# October Backcountry Florida Keys Fishing Report



## syxx (Jan 9, 2011)

Islamorada fishing has been pretty good this October with ideal conditions for several different species! A few of the days we've had some rain and overcast skies which has been great for bonefishing on the ocean side flats. Big schools of fish pushing through, and some large ones. Sight fishing is not very easy, but stake-up fishing is something you can do with the high water and glare to catch them! We got this nice 10 lb fish the one day we went. The fall mullet run is happening in the everglades and close to home here in Islamorada - big schools of mullet in lots of places! We netted quite a few one day and went in the back and the tarpon were everywhere! Caught a nice snook on one, and a large tarpon as well, plus had a few more chase the baits and miss them. These tarpon should stick around till are first legit cold front and the water temps drop significantly. Redfishing has been pretty good around the flats and islands near flamingo and the cape.
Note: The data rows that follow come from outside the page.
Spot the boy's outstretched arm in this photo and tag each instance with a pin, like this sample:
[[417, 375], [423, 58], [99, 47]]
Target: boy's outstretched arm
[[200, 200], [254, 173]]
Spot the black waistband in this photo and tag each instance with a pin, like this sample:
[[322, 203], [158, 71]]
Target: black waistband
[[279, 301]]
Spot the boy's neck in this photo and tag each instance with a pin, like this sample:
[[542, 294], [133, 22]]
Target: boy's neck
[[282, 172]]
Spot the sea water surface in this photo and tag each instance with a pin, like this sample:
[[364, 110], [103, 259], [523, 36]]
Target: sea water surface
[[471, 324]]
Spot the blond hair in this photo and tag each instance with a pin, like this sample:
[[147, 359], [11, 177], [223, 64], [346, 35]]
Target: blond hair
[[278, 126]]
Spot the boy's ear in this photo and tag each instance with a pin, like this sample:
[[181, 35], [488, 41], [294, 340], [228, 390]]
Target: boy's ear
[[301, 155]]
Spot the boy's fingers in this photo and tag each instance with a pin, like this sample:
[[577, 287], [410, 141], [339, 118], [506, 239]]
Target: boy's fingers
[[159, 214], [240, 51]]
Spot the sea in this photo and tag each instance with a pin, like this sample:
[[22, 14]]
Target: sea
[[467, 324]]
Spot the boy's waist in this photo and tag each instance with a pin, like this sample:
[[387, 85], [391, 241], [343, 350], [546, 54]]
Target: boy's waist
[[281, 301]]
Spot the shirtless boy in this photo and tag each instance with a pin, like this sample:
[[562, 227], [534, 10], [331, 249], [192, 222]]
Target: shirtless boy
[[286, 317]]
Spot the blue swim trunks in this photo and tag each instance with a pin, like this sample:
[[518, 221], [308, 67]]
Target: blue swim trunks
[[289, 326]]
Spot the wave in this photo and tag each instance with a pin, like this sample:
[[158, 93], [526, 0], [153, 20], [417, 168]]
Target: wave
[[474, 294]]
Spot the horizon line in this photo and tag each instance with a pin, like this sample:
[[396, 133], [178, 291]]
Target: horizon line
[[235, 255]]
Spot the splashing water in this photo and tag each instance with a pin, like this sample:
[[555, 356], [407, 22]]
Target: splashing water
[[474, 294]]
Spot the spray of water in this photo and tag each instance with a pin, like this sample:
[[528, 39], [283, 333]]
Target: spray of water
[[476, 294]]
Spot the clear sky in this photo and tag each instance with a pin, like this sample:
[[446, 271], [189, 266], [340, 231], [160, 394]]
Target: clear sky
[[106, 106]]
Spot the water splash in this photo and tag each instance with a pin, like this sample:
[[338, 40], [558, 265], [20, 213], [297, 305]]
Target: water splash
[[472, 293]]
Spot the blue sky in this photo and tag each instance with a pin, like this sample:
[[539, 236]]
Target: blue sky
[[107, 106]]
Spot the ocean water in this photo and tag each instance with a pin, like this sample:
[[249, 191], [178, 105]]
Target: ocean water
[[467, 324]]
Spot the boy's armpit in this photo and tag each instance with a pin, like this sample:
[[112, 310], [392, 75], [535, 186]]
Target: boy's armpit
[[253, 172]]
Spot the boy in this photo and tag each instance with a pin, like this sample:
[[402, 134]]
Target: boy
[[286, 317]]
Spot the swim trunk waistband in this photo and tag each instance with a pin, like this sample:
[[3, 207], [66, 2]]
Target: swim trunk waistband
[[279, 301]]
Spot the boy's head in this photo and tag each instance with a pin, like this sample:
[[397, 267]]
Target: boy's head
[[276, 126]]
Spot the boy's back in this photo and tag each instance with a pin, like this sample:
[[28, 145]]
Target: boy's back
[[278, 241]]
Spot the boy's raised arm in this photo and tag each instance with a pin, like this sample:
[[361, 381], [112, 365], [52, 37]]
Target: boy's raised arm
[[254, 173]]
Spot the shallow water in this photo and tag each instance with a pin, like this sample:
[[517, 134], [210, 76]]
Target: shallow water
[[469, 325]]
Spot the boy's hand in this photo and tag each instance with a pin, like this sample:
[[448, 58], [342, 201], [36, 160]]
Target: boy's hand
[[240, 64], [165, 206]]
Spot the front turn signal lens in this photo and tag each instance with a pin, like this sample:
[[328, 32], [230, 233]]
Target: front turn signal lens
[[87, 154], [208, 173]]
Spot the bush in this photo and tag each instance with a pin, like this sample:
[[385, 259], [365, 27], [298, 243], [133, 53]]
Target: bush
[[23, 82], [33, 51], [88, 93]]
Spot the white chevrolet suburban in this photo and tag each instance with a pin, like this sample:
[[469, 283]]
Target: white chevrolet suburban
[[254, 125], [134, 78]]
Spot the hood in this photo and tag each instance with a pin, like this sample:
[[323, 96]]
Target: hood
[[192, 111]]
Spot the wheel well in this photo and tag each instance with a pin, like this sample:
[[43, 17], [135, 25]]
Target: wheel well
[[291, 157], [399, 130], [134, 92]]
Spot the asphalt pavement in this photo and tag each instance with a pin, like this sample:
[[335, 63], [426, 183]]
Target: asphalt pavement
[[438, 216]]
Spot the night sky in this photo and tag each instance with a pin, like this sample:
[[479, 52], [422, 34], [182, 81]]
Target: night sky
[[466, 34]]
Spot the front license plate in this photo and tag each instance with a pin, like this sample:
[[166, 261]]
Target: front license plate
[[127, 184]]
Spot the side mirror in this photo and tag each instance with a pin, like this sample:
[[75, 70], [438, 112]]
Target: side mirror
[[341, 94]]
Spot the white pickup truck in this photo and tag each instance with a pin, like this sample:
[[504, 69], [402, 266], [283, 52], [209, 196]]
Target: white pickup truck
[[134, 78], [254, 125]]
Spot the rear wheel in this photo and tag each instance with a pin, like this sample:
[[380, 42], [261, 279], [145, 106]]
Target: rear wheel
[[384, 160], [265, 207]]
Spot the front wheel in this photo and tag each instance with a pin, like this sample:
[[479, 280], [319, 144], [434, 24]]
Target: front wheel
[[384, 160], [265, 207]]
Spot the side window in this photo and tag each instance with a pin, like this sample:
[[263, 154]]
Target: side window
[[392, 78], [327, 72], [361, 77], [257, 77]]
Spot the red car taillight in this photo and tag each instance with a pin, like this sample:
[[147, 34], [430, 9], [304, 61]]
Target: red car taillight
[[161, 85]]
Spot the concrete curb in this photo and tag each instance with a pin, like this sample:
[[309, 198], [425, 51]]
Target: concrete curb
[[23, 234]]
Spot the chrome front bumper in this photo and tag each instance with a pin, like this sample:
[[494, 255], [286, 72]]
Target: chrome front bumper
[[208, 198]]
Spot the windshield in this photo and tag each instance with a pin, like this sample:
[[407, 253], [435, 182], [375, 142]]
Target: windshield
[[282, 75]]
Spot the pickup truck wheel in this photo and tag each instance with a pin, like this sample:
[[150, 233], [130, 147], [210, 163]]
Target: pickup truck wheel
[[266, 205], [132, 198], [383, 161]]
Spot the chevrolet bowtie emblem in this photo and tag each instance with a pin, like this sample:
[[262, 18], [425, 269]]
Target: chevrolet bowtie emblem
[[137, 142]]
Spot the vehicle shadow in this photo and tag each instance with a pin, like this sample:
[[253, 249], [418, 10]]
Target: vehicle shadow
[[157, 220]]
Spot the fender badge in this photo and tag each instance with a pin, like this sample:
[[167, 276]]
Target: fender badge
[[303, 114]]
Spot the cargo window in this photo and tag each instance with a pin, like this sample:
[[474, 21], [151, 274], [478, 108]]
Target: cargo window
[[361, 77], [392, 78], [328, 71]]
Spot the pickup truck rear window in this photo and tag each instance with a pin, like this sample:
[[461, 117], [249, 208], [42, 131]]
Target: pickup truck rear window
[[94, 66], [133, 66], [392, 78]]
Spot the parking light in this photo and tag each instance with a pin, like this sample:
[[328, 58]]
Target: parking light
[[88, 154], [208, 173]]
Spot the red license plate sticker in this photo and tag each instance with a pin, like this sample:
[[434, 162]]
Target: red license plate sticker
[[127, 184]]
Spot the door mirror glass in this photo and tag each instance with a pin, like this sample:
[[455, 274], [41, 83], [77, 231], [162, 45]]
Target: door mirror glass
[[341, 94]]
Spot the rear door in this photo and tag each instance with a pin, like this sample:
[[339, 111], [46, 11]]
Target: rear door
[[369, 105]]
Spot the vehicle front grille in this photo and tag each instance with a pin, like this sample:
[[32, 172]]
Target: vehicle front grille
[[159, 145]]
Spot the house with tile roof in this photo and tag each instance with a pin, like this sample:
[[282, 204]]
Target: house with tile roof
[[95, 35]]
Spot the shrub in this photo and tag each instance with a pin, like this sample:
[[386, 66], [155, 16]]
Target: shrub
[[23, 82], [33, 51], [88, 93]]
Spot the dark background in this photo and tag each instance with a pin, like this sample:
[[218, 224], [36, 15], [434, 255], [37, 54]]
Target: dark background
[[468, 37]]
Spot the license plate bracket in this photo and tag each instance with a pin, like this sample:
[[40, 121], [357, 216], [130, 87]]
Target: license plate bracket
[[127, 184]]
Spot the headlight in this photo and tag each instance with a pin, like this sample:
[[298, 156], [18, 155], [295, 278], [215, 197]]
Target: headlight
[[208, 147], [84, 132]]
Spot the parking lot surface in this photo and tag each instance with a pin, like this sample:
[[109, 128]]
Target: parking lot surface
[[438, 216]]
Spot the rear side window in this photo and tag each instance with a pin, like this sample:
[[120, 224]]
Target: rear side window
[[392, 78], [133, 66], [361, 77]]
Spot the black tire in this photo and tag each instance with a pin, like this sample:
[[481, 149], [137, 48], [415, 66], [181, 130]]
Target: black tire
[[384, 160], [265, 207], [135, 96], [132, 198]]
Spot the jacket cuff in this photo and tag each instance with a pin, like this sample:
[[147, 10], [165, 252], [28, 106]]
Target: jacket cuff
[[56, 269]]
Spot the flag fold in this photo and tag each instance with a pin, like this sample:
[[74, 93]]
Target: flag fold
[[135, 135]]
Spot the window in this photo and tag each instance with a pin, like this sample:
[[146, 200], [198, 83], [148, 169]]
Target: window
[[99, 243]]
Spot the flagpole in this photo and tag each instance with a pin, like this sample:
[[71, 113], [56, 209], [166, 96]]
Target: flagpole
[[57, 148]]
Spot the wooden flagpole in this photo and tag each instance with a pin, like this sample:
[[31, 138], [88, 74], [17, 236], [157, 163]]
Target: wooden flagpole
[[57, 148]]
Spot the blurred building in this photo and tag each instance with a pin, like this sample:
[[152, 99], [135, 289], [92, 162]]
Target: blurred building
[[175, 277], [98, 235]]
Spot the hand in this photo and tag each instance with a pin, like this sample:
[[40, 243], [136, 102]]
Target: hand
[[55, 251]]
Look for these fish to get in the deeper ditches when it cools down too, along with the black drum, trout, ladyfish, pomapano, etc... The spanish mackerel have been showing up here and there, and with a good push of cold air should be getting red hot - remember the big ones come early often in November along with the big black tip sharks! We had one flat calm gorgeous day and caught a nice permit on the edge of the gulf on some dead shrimp since we had no crabs, a lucky catch on light tackle! The gulf fishing will be a good option in November here too before it gets too cold, cobias, permit, goliaths, etc... Finally the patch reefs should light up too when the water temps do get close to 70, mangrove snappers, mackerel, yellowtail, groupers, hogfish, all very good eating fish! Come on down for some florida keys fishing charters, remember you can pick and choose your days now while business is slow, giving you the ideal conditions to catch what you want!

Capt. Rick Stanczyk
305-747-6903
[email protected]
Islamorada Fishing


----------



## Bullshark (Mar 19, 2009)

That's a stud bonefish


----------



## syxx (Jan 9, 2011)

Thanks, ya was a nice one, probably close to 10 lber!


----------